Last weekend, the best man at the table was a machine. Polaris, the University of Alberta poker playing computer program, took on professional players in Las Vegas and came out on top. Like last year's challenge, when the program was edged out in the final match, the final result came down to the wire.
"This year we were down with two matches to go," said Michael Bowling, leader of the university's computer poker research group. "We were just shaking our heads, wondering how we'd gotten so far down."
But when the numbers from the last matches were on the screen, it became clear that Polaris had caught up and was ensured a win.
"It's hard to describe how good that felt," said Bowling. "As a group, we may not all be great poker players, but all of us really, really want to win."
After last year's loss, the U of A team made some changes to bring their program up to snuff. Of course, when training for any competition, practice is the key. To get ready for the match, Polaris played eight billion games of poker-against itself.
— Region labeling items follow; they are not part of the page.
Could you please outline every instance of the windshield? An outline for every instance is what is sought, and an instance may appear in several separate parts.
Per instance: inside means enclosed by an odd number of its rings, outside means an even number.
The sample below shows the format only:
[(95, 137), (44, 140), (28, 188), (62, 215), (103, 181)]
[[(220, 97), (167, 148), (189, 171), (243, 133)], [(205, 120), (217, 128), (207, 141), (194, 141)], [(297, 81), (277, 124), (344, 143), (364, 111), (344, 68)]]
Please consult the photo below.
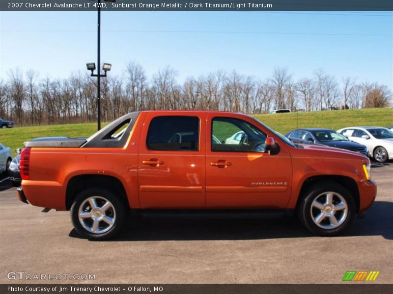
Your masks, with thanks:
[(388, 129), (378, 128), (369, 129), (367, 130), (376, 139), (393, 138), (393, 132)]
[(281, 134), (280, 134), (278, 132), (276, 132), (276, 131), (275, 131), (274, 129), (273, 129), (271, 127), (268, 126), (267, 125), (266, 125), (266, 124), (263, 123), (263, 122), (262, 122), (260, 121), (259, 121), (259, 120), (257, 120), (256, 119), (255, 119), (254, 118), (253, 118), (254, 119), (254, 120), (255, 120), (255, 121), (256, 121), (258, 122), (259, 122), (259, 123), (262, 124), (263, 126), (266, 127), (267, 129), (268, 129), (269, 130), (270, 130), (270, 131), (274, 133), (276, 135), (277, 135), (278, 137), (279, 137), (280, 138), (281, 140), (282, 140), (283, 141), (284, 141), (284, 142), (285, 142), (285, 144), (286, 144), (288, 145), (289, 145), (290, 146), (291, 146), (292, 147), (296, 147), (296, 146), (295, 146), (295, 144), (294, 144), (292, 142), (290, 141), (287, 138), (286, 138), (285, 137), (284, 137), (284, 136), (283, 136), (282, 135), (281, 135)]
[(334, 130), (323, 130), (312, 132), (320, 142), (328, 141), (349, 141), (348, 138)]

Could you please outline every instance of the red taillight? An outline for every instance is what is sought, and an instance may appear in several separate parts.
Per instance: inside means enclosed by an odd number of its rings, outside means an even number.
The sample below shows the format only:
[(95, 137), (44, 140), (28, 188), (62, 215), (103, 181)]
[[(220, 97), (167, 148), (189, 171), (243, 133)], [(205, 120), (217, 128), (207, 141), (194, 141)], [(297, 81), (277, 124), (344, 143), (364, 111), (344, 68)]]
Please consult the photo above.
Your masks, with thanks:
[(21, 176), (23, 180), (30, 179), (30, 147), (25, 147), (21, 152), (21, 161), (19, 162)]

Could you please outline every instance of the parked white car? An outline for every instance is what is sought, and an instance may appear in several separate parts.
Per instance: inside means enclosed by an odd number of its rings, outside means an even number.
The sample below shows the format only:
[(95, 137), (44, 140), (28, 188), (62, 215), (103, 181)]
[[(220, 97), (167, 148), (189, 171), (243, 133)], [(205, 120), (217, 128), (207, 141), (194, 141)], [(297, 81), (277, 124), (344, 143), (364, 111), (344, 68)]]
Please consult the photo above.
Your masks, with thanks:
[(379, 162), (393, 159), (393, 132), (379, 126), (353, 126), (337, 131), (351, 141), (365, 145), (370, 156)]
[(235, 133), (225, 140), (225, 144), (238, 145), (240, 144), (240, 140), (245, 133), (243, 131)]
[(8, 167), (12, 161), (12, 152), (11, 148), (0, 143), (0, 172), (8, 171)]
[(272, 113), (288, 113), (291, 112), (290, 109), (276, 109)]

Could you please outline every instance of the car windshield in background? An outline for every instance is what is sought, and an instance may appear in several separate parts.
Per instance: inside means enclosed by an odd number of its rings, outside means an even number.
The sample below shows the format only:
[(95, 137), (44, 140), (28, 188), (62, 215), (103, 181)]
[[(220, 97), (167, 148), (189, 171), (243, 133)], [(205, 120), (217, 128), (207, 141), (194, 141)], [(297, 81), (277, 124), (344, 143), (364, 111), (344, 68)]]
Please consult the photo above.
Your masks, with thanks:
[(312, 132), (314, 136), (320, 142), (329, 141), (348, 141), (348, 138), (335, 131), (315, 131)]
[(367, 130), (376, 139), (393, 139), (393, 132), (387, 129), (379, 128)]

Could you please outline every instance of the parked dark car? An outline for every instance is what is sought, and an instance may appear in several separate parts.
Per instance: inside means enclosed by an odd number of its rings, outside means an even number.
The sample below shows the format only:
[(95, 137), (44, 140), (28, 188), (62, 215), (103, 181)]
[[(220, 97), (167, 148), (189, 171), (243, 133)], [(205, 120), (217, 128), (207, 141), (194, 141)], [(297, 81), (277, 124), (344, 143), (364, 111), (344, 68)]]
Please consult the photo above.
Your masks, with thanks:
[[(31, 140), (31, 141), (67, 141), (74, 140), (84, 140), (85, 138), (71, 138), (68, 137), (43, 137), (42, 138), (36, 138)], [(20, 149), (17, 149), (18, 155), (12, 160), (8, 168), (8, 175), (10, 176), (9, 179), (12, 186), (14, 187), (19, 187), (22, 182), (21, 173), (20, 171), (19, 161), (20, 161)]]
[(12, 121), (3, 121), (2, 119), (0, 119), (0, 128), (12, 127), (14, 125), (15, 123)]
[(291, 131), (285, 137), (297, 143), (318, 144), (345, 149), (367, 156), (369, 155), (367, 147), (364, 145), (351, 141), (341, 134), (329, 129), (299, 129)]

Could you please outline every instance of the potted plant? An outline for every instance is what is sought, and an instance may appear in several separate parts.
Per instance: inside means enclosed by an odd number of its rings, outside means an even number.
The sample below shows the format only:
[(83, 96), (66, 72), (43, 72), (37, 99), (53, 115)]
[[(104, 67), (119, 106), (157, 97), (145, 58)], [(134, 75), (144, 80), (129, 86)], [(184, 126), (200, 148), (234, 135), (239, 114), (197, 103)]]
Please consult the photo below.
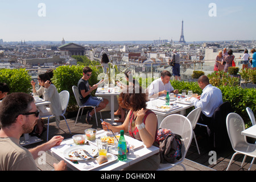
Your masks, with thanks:
[(228, 68), (228, 72), (229, 76), (231, 77), (237, 77), (239, 78), (239, 85), (240, 85), (241, 82), (241, 75), (237, 75), (239, 72), (239, 68), (230, 67)]
[(193, 74), (191, 75), (192, 78), (188, 79), (188, 81), (197, 82), (198, 78), (202, 75), (204, 75), (204, 72), (201, 71), (194, 71)]

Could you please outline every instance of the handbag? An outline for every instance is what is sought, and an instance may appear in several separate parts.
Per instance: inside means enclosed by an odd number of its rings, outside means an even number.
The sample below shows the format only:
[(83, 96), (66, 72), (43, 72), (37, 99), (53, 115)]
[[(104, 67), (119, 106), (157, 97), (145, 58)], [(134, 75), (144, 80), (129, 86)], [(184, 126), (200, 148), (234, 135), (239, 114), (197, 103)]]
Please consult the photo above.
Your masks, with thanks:
[(225, 65), (224, 64), (219, 64), (218, 67), (218, 70), (224, 70)]
[(236, 67), (236, 63), (234, 61), (234, 60), (232, 61), (232, 67)]
[(174, 54), (174, 58), (172, 59), (171, 62), (170, 63), (170, 65), (172, 67), (174, 67), (174, 65), (175, 64), (175, 56)]

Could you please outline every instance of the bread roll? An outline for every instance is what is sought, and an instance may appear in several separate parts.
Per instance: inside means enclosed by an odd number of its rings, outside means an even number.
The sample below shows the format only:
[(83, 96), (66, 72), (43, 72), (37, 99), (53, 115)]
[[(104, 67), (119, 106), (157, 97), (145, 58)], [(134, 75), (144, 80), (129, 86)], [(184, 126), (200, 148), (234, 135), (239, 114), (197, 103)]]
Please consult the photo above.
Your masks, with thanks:
[(108, 158), (104, 155), (98, 156), (98, 157), (97, 157), (96, 160), (99, 164), (101, 164), (108, 162)]

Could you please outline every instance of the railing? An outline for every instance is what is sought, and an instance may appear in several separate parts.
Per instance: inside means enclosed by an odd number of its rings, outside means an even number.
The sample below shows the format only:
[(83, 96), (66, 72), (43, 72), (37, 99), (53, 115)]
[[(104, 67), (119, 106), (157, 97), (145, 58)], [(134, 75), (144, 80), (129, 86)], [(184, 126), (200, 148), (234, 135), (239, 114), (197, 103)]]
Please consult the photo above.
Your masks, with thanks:
[[(240, 69), (242, 68), (241, 61), (242, 59), (236, 60), (237, 67)], [(161, 72), (163, 70), (168, 70), (172, 73), (172, 68), (169, 65), (169, 62), (146, 63), (127, 63), (124, 64), (114, 64), (117, 67), (118, 70), (122, 72), (129, 69), (131, 72), (141, 76), (142, 75), (147, 77), (159, 77)], [(205, 75), (213, 72), (215, 60), (195, 60), (195, 61), (180, 61), (180, 75), (181, 80), (189, 81), (191, 78), (191, 75), (194, 71), (201, 71), (205, 72)], [(101, 67), (101, 65), (96, 67)], [(54, 69), (56, 68), (41, 68), (41, 69), (27, 69), (31, 75), (32, 79), (36, 81), (38, 75), (46, 72), (47, 69)], [(172, 76), (171, 79), (174, 79)]]

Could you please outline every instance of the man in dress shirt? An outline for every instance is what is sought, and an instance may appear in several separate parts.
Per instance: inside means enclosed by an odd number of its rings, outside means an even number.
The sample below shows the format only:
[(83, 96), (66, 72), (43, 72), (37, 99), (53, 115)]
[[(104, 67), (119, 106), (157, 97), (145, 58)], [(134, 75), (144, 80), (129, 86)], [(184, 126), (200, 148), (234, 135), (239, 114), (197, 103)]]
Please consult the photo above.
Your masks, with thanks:
[(210, 84), (207, 76), (200, 76), (197, 82), (203, 93), (197, 97), (191, 98), (190, 100), (196, 108), (201, 107), (202, 109), (197, 122), (210, 126), (215, 109), (223, 103), (222, 94), (218, 88)]
[(154, 80), (149, 86), (148, 98), (156, 98), (158, 97), (166, 96), (167, 92), (179, 93), (178, 90), (174, 90), (170, 82), (171, 76), (171, 73), (168, 71), (163, 71), (161, 72), (161, 77)]

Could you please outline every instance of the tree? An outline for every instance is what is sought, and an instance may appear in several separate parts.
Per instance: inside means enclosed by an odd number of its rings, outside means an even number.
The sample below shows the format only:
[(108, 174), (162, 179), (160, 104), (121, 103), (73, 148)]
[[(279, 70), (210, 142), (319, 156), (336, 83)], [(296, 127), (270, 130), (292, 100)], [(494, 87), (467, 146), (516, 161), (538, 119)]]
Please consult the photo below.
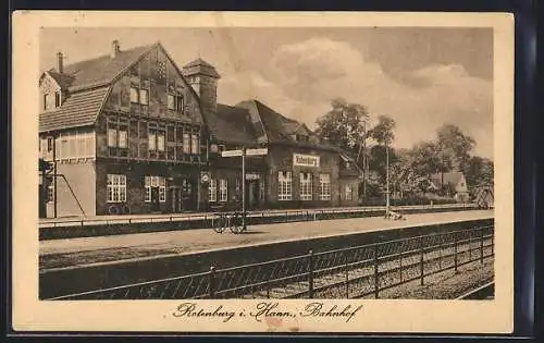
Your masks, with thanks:
[(331, 107), (329, 112), (317, 120), (316, 133), (341, 149), (357, 154), (367, 139), (367, 108), (347, 102), (343, 98), (332, 100)]
[(475, 140), (463, 134), (458, 126), (452, 124), (442, 125), (436, 132), (436, 137), (438, 155), (444, 169), (446, 169), (441, 171), (463, 170), (470, 159), (470, 152), (475, 146)]
[(390, 213), (390, 146), (395, 139), (395, 121), (386, 115), (378, 118), (378, 124), (370, 131), (370, 136), (385, 147), (385, 216)]
[(465, 179), (469, 187), (493, 185), (493, 161), (479, 156), (470, 157), (463, 169)]
[(393, 140), (395, 140), (395, 121), (387, 115), (380, 115), (378, 118), (378, 124), (372, 127), (369, 132), (369, 136), (374, 138), (381, 145), (391, 146)]

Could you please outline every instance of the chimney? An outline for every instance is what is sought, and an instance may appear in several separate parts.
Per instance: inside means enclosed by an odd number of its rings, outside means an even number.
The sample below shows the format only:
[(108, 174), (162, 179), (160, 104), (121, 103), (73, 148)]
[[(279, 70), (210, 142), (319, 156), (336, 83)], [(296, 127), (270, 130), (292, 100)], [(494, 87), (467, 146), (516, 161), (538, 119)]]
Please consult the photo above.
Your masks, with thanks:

"Polaris has a more sophisticated learning component this year," said Bowling. "It identifies a set of styles of playing that it thinks are effective poker strategies and it can decide which strategy will counter the styles of its opponent. As the games progressed, we were seeing different sides of Polaris. Players watching one match might assume that Polaris plays a certain way, and then they'd face a completely different strategy when they sat down to play."
Polaris faced a number of opponents, including Stoxpoker.com coaches Nick Grudzien and IJay Palansky, as well as contributor Matt Hawrilenko, each of whom can boast more than $1 million USD in lifetime winnings. This year's match ran concurrently with the 2008 World Series of Poker as part of the 2008 Gaming Life Expo at the Rio All-Suite Hotel & Casino.
The program played the professional players in a game of limit Texas Hold'em poker. Each match consisted of 500 hands, with the cards dealt in duplicate, meaning that Polaris received the same cards in one room that the professional received in the other room and vise versa. The duplicate system was employed to balance out the luck of the cards and emphasize the capabilities of the participants.
"It's possible, given enough computing power, for computers to play 'perfectly,' where over a long enough match, the program cannot lose money," said Bowling. "Humans will always make some mistakes, meaning the program will have an advantage."
The competition wasn't all fun and games, however. Progress in developing artificial intelligence that can excel at poker can lead to some real-world solutions, says Bowling.
"Other games that have been solved by computers, like checkers or chess, are 'perfect information' games, meaning there is a limited number of possible moves and outcomes to be calculated, and each opponent has the same amount of information about those possibilities," he said. "When you look at games where players are asked to make decisions with different amounts of information, missing information, poker is the quintessential game.
"In general, problems in the real world are going to be more like poker than chess. You're not always going to have all the information."
While they are taking time to savour the victory, Polaris' programmers aren't about to rest on their laurels.
"This was really the simplest form of poker," said Bowling. "There's a lot more we can look at, such as playing without betting limits, or playing with more than two opponents. One of the reasons I got excited about this line of research is that it's not just a one-off. It's a really challenging path of research."
The department of computing science at the University of Alberta is one of the foremost institutions in the world to study artificial intelligence. The university's computer poker research group consists of 15 researchers and graduate and undergraduate students whose primary focus is artificial intelligence.